Don't hate on the Mighty War Hawkeye! Best in the business! When all those precious Superbugs are gone... we're still going to be flying around telling UCAVs where to go.
Someone's gotta take the NTR when (always) the boats fucked up.
Don't hate on the Mighty War Hawkeye! Best in the business! When all those precious Superbugs are gone... we're still going to be flying around telling UCAVs where to go.
Someone's gotta take the NTR when (always) the boats fucked up.
How about you taking it once in awhile?
The E-2 can stay up longer than a 1+15!
Keep you thrust vectoring and give me:
Straight pylons,
Bigger motors,
ATFLIR on centerline,
IRST of some kind (maybe stollen from a Tomcat).
Who am I to talk though, my Tiger II has no need for any of those things!
That looks very draggy. Why did the man do that to your airplane?
That looks very draggy. Why did the man do that to your airplane?
Boeing claims that with a Block III Hornet, a Gen 4.75 fighter, they can close the gap between the JSF, and that the Navy is currently satisfied with the Super Hornet until 2024. Single Seat suggested that he disagrees with this statement. Why?
From a pilots perspective what are the key differences between what the JSF is supposed to offer and what a Block III Super Hornet can offer? Obviously JSF is less visible to radar, but are there others? What are they?

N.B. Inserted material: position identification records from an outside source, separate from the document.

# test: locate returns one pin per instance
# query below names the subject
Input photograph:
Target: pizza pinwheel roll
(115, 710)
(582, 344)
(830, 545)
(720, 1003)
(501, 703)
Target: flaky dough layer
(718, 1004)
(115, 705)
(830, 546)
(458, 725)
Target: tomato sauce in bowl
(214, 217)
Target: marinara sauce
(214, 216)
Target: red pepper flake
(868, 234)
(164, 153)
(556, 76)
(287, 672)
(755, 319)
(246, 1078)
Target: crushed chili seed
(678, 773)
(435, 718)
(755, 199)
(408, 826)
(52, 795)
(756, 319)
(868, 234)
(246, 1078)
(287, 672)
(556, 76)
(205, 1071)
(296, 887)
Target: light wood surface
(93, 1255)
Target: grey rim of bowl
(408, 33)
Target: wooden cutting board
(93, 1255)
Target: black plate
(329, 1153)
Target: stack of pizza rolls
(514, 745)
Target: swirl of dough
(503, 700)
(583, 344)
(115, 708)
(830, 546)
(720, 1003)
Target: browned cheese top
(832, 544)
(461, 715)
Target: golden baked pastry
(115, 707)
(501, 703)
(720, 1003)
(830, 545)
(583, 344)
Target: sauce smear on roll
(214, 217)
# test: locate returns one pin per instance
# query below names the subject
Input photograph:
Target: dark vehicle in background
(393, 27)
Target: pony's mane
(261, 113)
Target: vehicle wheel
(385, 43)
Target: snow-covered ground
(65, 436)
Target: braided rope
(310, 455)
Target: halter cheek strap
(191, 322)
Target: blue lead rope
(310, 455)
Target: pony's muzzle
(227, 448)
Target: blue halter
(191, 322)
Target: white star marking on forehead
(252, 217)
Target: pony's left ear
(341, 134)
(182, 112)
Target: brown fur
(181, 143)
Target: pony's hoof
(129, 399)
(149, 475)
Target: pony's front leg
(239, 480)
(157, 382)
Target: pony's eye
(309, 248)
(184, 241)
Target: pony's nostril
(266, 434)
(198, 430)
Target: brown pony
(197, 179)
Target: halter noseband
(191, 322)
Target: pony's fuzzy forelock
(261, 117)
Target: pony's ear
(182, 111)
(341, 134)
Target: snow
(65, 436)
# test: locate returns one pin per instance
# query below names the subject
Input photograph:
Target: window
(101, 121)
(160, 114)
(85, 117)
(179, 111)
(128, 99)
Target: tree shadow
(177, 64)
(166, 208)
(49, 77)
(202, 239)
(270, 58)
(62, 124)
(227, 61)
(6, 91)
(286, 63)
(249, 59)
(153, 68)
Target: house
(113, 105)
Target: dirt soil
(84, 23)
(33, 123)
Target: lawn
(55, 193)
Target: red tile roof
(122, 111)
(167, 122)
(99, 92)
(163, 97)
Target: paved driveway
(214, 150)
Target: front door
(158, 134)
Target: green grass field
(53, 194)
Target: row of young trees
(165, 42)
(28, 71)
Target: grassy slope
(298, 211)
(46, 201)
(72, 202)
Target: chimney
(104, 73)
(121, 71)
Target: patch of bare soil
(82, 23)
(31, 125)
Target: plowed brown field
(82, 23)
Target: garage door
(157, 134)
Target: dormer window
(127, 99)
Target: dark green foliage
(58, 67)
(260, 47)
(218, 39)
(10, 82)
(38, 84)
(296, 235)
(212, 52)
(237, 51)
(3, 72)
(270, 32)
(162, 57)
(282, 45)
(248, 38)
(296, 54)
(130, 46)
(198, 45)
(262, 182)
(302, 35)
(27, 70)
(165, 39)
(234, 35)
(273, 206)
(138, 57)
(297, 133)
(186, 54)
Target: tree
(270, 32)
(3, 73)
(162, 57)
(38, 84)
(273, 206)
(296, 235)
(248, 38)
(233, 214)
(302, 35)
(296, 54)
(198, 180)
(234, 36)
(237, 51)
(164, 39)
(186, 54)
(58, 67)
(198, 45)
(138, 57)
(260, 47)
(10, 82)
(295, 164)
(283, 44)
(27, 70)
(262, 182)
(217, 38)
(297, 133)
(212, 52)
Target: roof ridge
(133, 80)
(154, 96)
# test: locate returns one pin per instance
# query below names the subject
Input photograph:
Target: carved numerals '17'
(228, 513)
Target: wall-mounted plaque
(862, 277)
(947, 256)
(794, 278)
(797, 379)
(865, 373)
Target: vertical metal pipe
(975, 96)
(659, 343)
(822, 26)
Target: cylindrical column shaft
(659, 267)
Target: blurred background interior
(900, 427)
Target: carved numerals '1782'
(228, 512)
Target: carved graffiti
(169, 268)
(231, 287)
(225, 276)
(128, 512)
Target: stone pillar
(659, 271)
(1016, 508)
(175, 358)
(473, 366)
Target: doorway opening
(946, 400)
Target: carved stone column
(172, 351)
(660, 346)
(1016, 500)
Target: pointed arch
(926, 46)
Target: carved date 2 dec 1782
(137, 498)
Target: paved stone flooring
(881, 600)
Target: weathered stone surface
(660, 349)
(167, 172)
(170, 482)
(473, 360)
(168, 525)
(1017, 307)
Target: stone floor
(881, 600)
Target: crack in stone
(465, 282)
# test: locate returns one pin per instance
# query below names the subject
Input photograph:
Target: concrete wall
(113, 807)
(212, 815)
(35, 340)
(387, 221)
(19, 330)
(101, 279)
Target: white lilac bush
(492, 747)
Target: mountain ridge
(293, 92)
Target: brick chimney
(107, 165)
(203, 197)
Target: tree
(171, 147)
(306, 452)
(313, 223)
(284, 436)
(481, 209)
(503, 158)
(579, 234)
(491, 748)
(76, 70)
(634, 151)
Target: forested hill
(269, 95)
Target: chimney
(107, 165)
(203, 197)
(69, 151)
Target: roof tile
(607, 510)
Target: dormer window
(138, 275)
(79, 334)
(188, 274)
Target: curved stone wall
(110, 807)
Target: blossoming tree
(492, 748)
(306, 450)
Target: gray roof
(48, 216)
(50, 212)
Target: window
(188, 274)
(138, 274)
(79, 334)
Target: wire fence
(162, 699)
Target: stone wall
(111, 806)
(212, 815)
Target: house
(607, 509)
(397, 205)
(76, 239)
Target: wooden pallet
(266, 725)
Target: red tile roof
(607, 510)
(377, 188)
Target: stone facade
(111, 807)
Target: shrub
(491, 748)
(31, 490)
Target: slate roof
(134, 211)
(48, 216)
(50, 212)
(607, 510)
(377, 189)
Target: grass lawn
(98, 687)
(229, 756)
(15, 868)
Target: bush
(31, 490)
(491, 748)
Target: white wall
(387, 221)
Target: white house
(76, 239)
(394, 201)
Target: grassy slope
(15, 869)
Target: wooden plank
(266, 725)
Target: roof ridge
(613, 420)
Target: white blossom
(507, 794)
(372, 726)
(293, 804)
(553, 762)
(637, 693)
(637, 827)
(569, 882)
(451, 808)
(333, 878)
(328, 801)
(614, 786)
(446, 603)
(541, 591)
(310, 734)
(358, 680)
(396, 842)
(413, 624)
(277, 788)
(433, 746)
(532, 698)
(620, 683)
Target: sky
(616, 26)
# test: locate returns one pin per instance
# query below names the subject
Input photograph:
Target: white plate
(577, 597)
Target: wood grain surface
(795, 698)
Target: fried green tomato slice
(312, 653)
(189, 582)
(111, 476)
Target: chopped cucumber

GAO reports that JSF is largely over budget and even with increased costs the technologies required for JSF have still not reached maturity. One of the reports claims the JSF unit price is in the area of the high $90Mil. and very likely to continue to increase. US Navy fact file claims that E/F Hornets carry a unit cost of $57Mil. A Block III with Boeings proposed improvements would likely cost more but hard to believe that they could cost $23Mil per air craft more. With the considerable cost difference are the advantages of JSF, as addressed in 1 and 2 above, worth the additional funds required to procure the JSF?